BME Lecture Series: Sindy Tang, Stanford University

Friday, May 19, 2017 - 12:00 p.m. to Saturday, May 20, 2017 - 11:55 a.m.
McDonnell Douglas Engineering Auditorium
Sindy Tang, Ph.D.

Assistant Professor
Department of Mechanical Engineering

Abstract: This talk examines the collective behavior of drops in a concentrated emulsion by tracking the dynamics and fate of individual drops within the emulsion. At the fast flow limit, we show that droplet breakup within the emulsion is stochastic. This contrasts the deterministic breakup in classical single-drop studies. We further demonstrate that the breakup probability is described by dimensionless numbers including the capillary number and confinement factor, and the stochasticity originates from the time-varying packing configuration of the drops. To mitigate breakup, we design novel amphiphilic nanoparticles and show they are more effective than surfactant molecules as droplet stabilizers. Our results represent a new type of collective order not described before and have practical use in on-chip droplet manipulation. From the solid mechanics perspective, the phenomenon directly contrasts the stochasticity of dislocations in microscopic crystals and suggests a new approach to control the mechanical forming of nanocrystals.

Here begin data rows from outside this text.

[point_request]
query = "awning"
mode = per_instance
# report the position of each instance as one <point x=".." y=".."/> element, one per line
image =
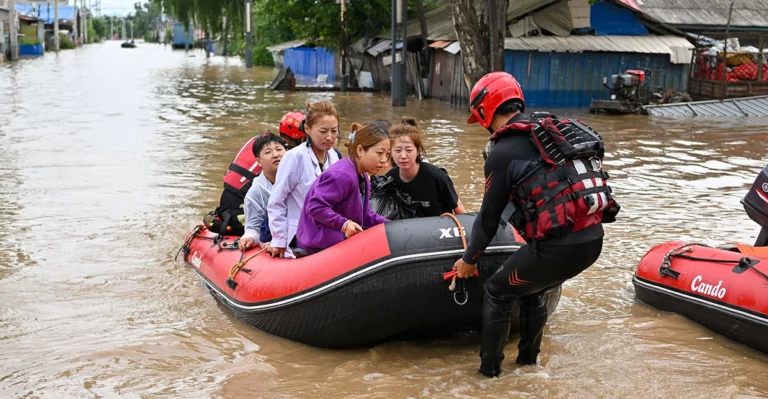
<point x="678" y="48"/>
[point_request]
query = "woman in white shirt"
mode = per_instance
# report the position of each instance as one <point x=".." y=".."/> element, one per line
<point x="298" y="170"/>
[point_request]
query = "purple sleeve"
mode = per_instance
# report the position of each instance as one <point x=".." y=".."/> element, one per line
<point x="328" y="191"/>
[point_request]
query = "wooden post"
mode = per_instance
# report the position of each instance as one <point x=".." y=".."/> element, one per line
<point x="56" y="25"/>
<point x="12" y="31"/>
<point x="760" y="59"/>
<point x="248" y="35"/>
<point x="725" y="52"/>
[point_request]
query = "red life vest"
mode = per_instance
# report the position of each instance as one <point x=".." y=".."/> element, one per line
<point x="571" y="194"/>
<point x="242" y="171"/>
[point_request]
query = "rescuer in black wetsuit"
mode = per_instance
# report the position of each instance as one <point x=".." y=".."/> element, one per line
<point x="496" y="103"/>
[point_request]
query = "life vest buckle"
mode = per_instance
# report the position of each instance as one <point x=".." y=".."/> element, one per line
<point x="596" y="164"/>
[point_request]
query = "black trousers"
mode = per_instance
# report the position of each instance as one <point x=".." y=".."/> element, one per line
<point x="527" y="276"/>
<point x="528" y="271"/>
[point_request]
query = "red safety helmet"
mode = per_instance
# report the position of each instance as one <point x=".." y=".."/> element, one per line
<point x="289" y="125"/>
<point x="489" y="93"/>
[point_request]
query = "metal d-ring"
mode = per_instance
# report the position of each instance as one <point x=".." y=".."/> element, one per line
<point x="456" y="299"/>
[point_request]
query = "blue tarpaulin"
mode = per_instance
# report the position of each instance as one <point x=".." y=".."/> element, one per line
<point x="46" y="12"/>
<point x="609" y="19"/>
<point x="311" y="62"/>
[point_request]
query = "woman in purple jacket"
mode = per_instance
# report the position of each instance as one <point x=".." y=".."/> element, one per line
<point x="336" y="206"/>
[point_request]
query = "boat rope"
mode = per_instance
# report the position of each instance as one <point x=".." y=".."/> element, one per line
<point x="185" y="247"/>
<point x="742" y="264"/>
<point x="452" y="274"/>
<point x="240" y="265"/>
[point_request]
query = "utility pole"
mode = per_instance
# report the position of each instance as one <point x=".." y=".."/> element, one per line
<point x="56" y="25"/>
<point x="344" y="78"/>
<point x="74" y="24"/>
<point x="248" y="35"/>
<point x="13" y="34"/>
<point x="399" y="17"/>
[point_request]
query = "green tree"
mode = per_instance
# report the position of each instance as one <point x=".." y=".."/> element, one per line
<point x="100" y="28"/>
<point x="146" y="19"/>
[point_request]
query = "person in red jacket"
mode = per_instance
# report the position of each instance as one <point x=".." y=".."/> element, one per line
<point x="564" y="232"/>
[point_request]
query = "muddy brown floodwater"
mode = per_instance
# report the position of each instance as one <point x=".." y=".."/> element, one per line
<point x="109" y="156"/>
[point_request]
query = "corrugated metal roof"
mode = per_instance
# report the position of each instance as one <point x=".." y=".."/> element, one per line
<point x="278" y="48"/>
<point x="439" y="44"/>
<point x="454" y="48"/>
<point x="45" y="11"/>
<point x="678" y="48"/>
<point x="440" y="20"/>
<point x="747" y="106"/>
<point x="380" y="47"/>
<point x="746" y="13"/>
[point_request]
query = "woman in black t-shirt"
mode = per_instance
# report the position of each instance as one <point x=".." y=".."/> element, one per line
<point x="421" y="180"/>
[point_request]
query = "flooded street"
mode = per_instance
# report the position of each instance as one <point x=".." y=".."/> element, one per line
<point x="109" y="156"/>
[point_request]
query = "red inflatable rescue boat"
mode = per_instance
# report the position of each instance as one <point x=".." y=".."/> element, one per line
<point x="724" y="289"/>
<point x="387" y="282"/>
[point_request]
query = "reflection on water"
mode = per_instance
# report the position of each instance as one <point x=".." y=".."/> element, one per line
<point x="109" y="156"/>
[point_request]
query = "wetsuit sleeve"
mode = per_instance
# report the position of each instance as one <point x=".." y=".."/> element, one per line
<point x="277" y="208"/>
<point x="329" y="190"/>
<point x="496" y="197"/>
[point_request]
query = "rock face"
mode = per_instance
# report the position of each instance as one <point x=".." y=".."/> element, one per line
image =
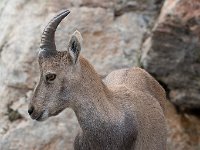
<point x="113" y="33"/>
<point x="112" y="39"/>
<point x="172" y="53"/>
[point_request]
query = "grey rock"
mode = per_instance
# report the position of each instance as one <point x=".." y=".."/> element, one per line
<point x="172" y="52"/>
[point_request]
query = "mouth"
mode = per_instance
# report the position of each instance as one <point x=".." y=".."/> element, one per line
<point x="39" y="117"/>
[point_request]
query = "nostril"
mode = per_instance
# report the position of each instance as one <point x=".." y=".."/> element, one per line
<point x="30" y="110"/>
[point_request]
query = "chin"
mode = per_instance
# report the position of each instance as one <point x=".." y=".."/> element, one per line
<point x="56" y="113"/>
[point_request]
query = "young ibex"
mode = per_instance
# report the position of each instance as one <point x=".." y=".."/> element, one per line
<point x="125" y="112"/>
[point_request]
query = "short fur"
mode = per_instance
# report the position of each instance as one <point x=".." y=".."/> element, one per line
<point x="123" y="112"/>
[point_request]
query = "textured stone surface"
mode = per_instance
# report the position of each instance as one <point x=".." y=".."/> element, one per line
<point x="110" y="42"/>
<point x="113" y="33"/>
<point x="172" y="53"/>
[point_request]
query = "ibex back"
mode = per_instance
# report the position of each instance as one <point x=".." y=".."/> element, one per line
<point x="124" y="112"/>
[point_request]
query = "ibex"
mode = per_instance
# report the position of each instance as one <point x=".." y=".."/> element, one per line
<point x="123" y="112"/>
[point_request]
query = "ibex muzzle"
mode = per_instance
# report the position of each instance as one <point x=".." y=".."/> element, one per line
<point x="125" y="112"/>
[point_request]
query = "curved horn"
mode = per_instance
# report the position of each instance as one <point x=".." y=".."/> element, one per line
<point x="47" y="39"/>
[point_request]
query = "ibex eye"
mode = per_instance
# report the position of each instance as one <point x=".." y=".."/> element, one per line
<point x="50" y="77"/>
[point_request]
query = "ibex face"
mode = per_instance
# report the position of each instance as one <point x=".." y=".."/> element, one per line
<point x="60" y="72"/>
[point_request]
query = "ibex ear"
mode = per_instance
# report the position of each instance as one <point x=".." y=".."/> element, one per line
<point x="74" y="46"/>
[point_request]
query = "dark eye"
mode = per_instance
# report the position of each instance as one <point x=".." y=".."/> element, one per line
<point x="50" y="77"/>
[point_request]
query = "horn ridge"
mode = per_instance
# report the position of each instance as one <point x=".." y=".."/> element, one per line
<point x="48" y="35"/>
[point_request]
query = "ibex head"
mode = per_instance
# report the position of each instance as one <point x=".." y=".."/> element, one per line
<point x="59" y="72"/>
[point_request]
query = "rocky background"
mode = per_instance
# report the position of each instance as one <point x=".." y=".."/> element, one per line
<point x="160" y="36"/>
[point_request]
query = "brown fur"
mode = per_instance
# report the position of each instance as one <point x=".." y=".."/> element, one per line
<point x="125" y="112"/>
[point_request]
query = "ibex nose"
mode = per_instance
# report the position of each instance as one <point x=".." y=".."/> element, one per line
<point x="30" y="110"/>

Bio: Sindy KY Tang joined the faculty of Stanford University in September 2011 as an assistant professor in the Department of Mechanical Engineering. She received her doctorate from Harvard University in engineering sciences under the supervision of Professor George Whitesides. Her lab at Stanford works on the fundamental understanding of fluid mechanics and mass transport in microfluidic systems and the application of this knowledge toward problems in biology and rapid diagnostics for health and environmental sustainability. The current areas of focus include the hydrodynamics of concentrated emulsions in confinements, interfacial mass transport and self-assembly, and ultrahigh throughput opto-microfluidic systems for biochemical sensing and diagnostics, water and energy sustainability, and single-cell wound healing studies.